Hi @Ramr-msft thanks for the time.
So I have a notebook that I use for deploying. The steps are the following:
First I connect to the Workspace and select a registered model and a registered env.
ws = Workspace.from_config(path="./config.json")
model = Model(ws, 'Model_Name')
env = Environment.get(workspace=ws, name="condaenv")
Then I create a inference config and deploy config with this cell:
inference_config = InferenceConfig(
environment=env,
source_directory="../lib",
entry_script="azureml/score.py",
)
deploy_config = AciWebservice.deploy_configuration(cpu_cores=1, memory_gb=4)
My score.py has the required two methods init()
and run()
plus a couple of methods to postprocess the inferred data:
def init():
global model
model = MyModel.load(os.getenv('AZUREML_MODEL_DIR'))
def run(request):
predictions = model.predict(request)
return postprocess(predictons)
The actual deployment is then done by running the next cell:
service = Model.deploy(
ws,
"model-service",
[model],
inference_config,
deploy_config,
overwrite=True,
show_output=True,
)
service.wait_for_deployment(show_output=True)

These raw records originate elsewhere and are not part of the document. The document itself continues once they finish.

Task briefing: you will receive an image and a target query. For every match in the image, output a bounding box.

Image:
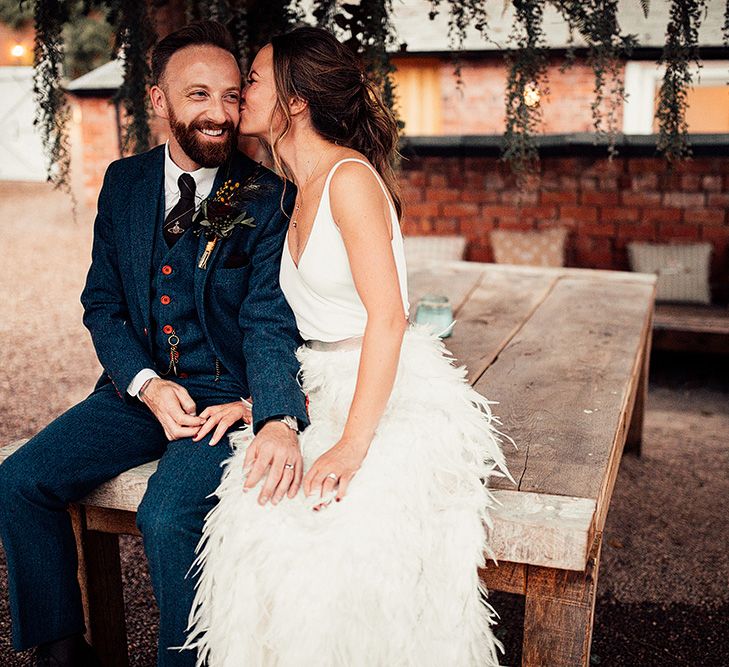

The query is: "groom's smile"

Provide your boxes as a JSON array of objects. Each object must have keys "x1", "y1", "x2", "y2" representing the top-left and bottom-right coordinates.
[{"x1": 150, "y1": 43, "x2": 242, "y2": 171}]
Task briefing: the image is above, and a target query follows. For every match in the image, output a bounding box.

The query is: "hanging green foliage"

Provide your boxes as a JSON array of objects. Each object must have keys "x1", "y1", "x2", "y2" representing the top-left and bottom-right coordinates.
[
  {"x1": 334, "y1": 0, "x2": 400, "y2": 128},
  {"x1": 555, "y1": 1, "x2": 637, "y2": 158},
  {"x1": 656, "y1": 0, "x2": 709, "y2": 162},
  {"x1": 31, "y1": 0, "x2": 72, "y2": 191},
  {"x1": 9, "y1": 0, "x2": 722, "y2": 191},
  {"x1": 502, "y1": 0, "x2": 549, "y2": 183},
  {"x1": 106, "y1": 0, "x2": 156, "y2": 155}
]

So then AzureML work his magic stuff until then it runs the init method in score.py.
Problem starts here, since the loading of all the sub-models takes more than 300s and the workers timeout and are killed, then a new one is spawned but then the cycle starts again.
In other project (which did not involve using AzureML endpoints) I had a more direct access to gunicorn configuration and I could change the timeout or set the loading of the module to complete before workers were spawn.
Is something similar possible with AzureML endpoints?